I think the amount of hours spent thinking about an issue is a somewhat useful factor to consider (among many others) but is often used as a pretty strong proxy without regards to other factors; e.g. selection effects (GPI is going to hire people with a set of specific viewpoints coming in), or communication effects (e.g. I engaged considerably less in EA when I thought direct work was the most impactful thing, compared to when I thought meta was the most important thing.). I have also seen many cases where people make big assumptions about how much consideration has in fact been put into a given topic relative to its hours (e.g. many people assume more careful, broad-based cause consideration has been done than really has been done. When you have a more detailed view of what different EA organizations are working on, you see a different picture.).

Why should I care about insects?

As someone who has been concerned about insects as an area for years, I think the aspect that stops animal-focused people I speak to from engaging with insects as a cause area is not really to do with scale or neglectedness. Many vegans do not eat honey; suggesting a concern for the bees creating it, and SWP ( has gotten quite a lot of support from the animal movement. The issue is pretty directly tied to tractability and concrete actions that can be taken. If the current inventions focused on insects are research-orientated with unclear pathways for how insects do in fact get helped, that will be a blocking factor for many EA animal advocates. I think in many cases right now, people see insect welfare much like wild animal suffering; as an interesting, high scale area with no clear significant actions that can be taken.

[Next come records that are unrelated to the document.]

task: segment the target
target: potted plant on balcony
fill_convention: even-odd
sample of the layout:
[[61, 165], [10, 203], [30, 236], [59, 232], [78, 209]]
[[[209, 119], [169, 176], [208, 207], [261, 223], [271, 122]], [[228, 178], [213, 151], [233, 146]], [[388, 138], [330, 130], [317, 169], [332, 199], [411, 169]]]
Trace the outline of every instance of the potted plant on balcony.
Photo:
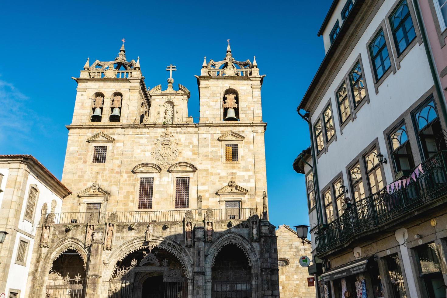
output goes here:
[[342, 202], [343, 202], [343, 210], [344, 210], [350, 209], [352, 206], [352, 200], [347, 197], [343, 198]]

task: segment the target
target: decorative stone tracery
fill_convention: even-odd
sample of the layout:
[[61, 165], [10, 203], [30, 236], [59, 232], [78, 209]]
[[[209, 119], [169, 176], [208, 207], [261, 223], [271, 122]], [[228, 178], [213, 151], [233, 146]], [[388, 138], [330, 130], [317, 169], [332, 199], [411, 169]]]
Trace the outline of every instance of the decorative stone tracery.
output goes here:
[[219, 247], [219, 248], [216, 251], [216, 252], [214, 253], [214, 255], [213, 256], [213, 258], [211, 260], [211, 266], [213, 267], [213, 266], [214, 266], [215, 260], [216, 257], [217, 256], [217, 255], [219, 254], [219, 252], [221, 250], [222, 250], [222, 249], [224, 248], [224, 247], [225, 245], [228, 245], [228, 244], [235, 244], [236, 246], [237, 246], [237, 247], [240, 248], [240, 250], [242, 251], [242, 252], [244, 252], [244, 254], [245, 255], [245, 256], [247, 257], [247, 260], [249, 262], [249, 266], [251, 266], [251, 259], [250, 258], [250, 255], [249, 254], [248, 252], [247, 251], [247, 250], [245, 249], [245, 248], [242, 246], [242, 245], [240, 243], [238, 243], [232, 239], [229, 239], [227, 240], [226, 241], [224, 242], [223, 244], [220, 245], [220, 246]]
[[[82, 260], [84, 261], [84, 269], [85, 270], [85, 268], [87, 267], [87, 256], [84, 254], [84, 252], [83, 252], [81, 249], [80, 249], [76, 245], [73, 245], [73, 244], [69, 244], [67, 246], [64, 247], [63, 248], [59, 251], [59, 252], [53, 258], [53, 262], [56, 260], [63, 253], [68, 250], [69, 249], [73, 249], [76, 251], [76, 252], [79, 254], [79, 256], [82, 259]], [[50, 271], [53, 269], [53, 262], [51, 263], [51, 267], [50, 268]]]
[[178, 143], [174, 135], [171, 134], [169, 127], [165, 129], [164, 133], [160, 135], [154, 143], [154, 151], [151, 154], [157, 161], [157, 164], [166, 170], [177, 160], [181, 152], [178, 149]]

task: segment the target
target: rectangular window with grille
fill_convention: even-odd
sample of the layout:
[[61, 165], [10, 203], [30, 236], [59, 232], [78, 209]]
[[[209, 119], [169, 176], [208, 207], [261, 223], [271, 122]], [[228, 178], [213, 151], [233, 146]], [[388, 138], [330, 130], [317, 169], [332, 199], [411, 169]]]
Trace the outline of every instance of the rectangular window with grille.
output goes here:
[[152, 209], [152, 196], [153, 191], [153, 178], [140, 178], [140, 189], [138, 196], [139, 209]]
[[190, 177], [177, 177], [175, 183], [175, 208], [189, 208]]
[[93, 151], [93, 163], [105, 164], [107, 154], [107, 146], [95, 146]]
[[225, 209], [227, 219], [239, 219], [240, 218], [240, 202], [239, 201], [225, 201]]
[[26, 209], [25, 210], [25, 217], [30, 219], [33, 219], [33, 216], [34, 215], [34, 208], [36, 206], [37, 199], [37, 189], [34, 187], [31, 187], [30, 189], [30, 193], [28, 194]]
[[87, 212], [99, 212], [101, 210], [101, 203], [87, 203], [85, 211]]
[[28, 247], [28, 242], [21, 240], [19, 243], [19, 249], [17, 251], [17, 257], [16, 260], [21, 263], [25, 262], [25, 258], [26, 257], [26, 248]]
[[225, 145], [225, 161], [239, 161], [239, 150], [237, 144], [227, 144]]
[[97, 221], [101, 211], [101, 203], [87, 203], [85, 208], [85, 221]]

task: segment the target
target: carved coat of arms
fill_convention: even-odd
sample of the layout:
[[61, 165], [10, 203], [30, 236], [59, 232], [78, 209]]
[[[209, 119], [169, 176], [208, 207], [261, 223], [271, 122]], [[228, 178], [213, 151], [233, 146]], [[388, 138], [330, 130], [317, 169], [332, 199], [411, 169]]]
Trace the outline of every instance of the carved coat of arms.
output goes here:
[[178, 151], [177, 139], [167, 128], [164, 133], [160, 135], [154, 143], [154, 151], [151, 153], [162, 168], [166, 169], [175, 161], [181, 152]]

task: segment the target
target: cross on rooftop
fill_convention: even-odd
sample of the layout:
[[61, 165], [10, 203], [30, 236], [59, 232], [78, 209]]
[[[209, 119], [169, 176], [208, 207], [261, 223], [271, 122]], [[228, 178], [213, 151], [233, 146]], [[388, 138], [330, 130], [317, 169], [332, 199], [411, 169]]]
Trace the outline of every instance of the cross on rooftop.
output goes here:
[[172, 78], [172, 72], [176, 70], [177, 70], [175, 69], [175, 65], [171, 64], [166, 67], [166, 71], [169, 71], [169, 77], [170, 79]]

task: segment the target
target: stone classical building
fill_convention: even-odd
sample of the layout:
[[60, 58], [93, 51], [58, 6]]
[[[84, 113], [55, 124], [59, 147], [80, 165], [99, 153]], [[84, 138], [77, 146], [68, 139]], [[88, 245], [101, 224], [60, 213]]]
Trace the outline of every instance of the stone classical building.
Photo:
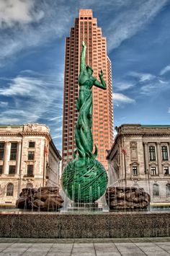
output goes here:
[[124, 124], [107, 156], [109, 185], [143, 187], [151, 202], [170, 202], [170, 125]]
[[58, 185], [61, 160], [45, 125], [0, 125], [0, 205], [15, 204], [23, 187]]

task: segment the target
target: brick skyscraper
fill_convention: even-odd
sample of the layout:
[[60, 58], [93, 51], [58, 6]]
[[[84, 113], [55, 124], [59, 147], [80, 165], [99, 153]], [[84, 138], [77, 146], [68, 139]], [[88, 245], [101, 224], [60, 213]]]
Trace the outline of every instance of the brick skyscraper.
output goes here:
[[107, 56], [106, 38], [93, 18], [91, 9], [81, 9], [75, 19], [75, 27], [71, 28], [70, 37], [66, 40], [63, 121], [63, 167], [73, 157], [76, 149], [74, 128], [78, 112], [76, 100], [79, 94], [80, 54], [82, 41], [87, 45], [86, 63], [93, 68], [93, 76], [99, 79], [102, 69], [107, 90], [93, 87], [94, 144], [98, 147], [97, 159], [107, 169], [107, 149], [113, 142], [113, 109], [111, 61]]

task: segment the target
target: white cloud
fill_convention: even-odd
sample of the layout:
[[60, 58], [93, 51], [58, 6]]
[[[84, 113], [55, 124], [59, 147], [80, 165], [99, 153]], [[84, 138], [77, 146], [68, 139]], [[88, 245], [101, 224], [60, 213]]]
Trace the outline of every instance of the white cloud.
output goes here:
[[121, 91], [125, 91], [130, 88], [132, 88], [134, 87], [135, 84], [127, 82], [127, 81], [118, 81], [118, 82], [115, 82], [114, 83], [115, 88], [116, 88], [117, 91], [121, 92]]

Demandingness and Time/Money Tradeoffs are Orthogonal

I quite like this idea, and many of the most frugal people I know also do a ton of these things as well. I think a bunch of them pretty clearly signal altruism. Interestingly, I would say that things that make EA soft and cushy financially seem to cross apply to non-financial areas as well. E.g. I am not sure the average EA is working more hours compared to what they worked 5 years ago; even with the increases in salary, PAs and time to money tradeoffs.

I also agree there are a lot more that could be listed. I think "leave a fun and/or high-status job for an unpleasant and/or low-status one" hints at the idea of decisions that need to be made with competing values. I think this is maybe the biggest way more dedicated EAs have really different impacts vs less dedicated ones, e.g. it may not be the biggest part of someones impact if someone works 5% more or takes 5% less salary but it correlates (due to selection effect) with when hard choices come up with impact on one side and personal benefit on the other. The person is more likely to pick impact and this can lead to huge differences in impact. E.g. The charity research I find most fun to do might have ~0 impact whereas research I think is the highest impact might be considerably less fun, but significantly more valuable.

We need more nuance regarding funding gaps

Indeed this is only considering nonprofit funding sources. I think the data would be quite different if also considering for-profit options.

We need more nuance regarding funding gaps

Keen to hear about any data on this topic, James is right it is the number of ~EA funders with unique perspectives. 

Should EA be explicitly long-termist or uncommitted?

"Organisations should be open about where they stand in relation to long-termism."

Agree strongly with this. One of the most common reasons I hear for people reacting negatively to EA is feeling tricked by self-described "cause open organizations" that really just focus on a single issue (normally AI).

Democratising Risk - or how EA deals with critics

"Please don't criticize central figures in EA because it may lead to an inability to secure EA funding?" I have heard this multiple times from different sources in EA.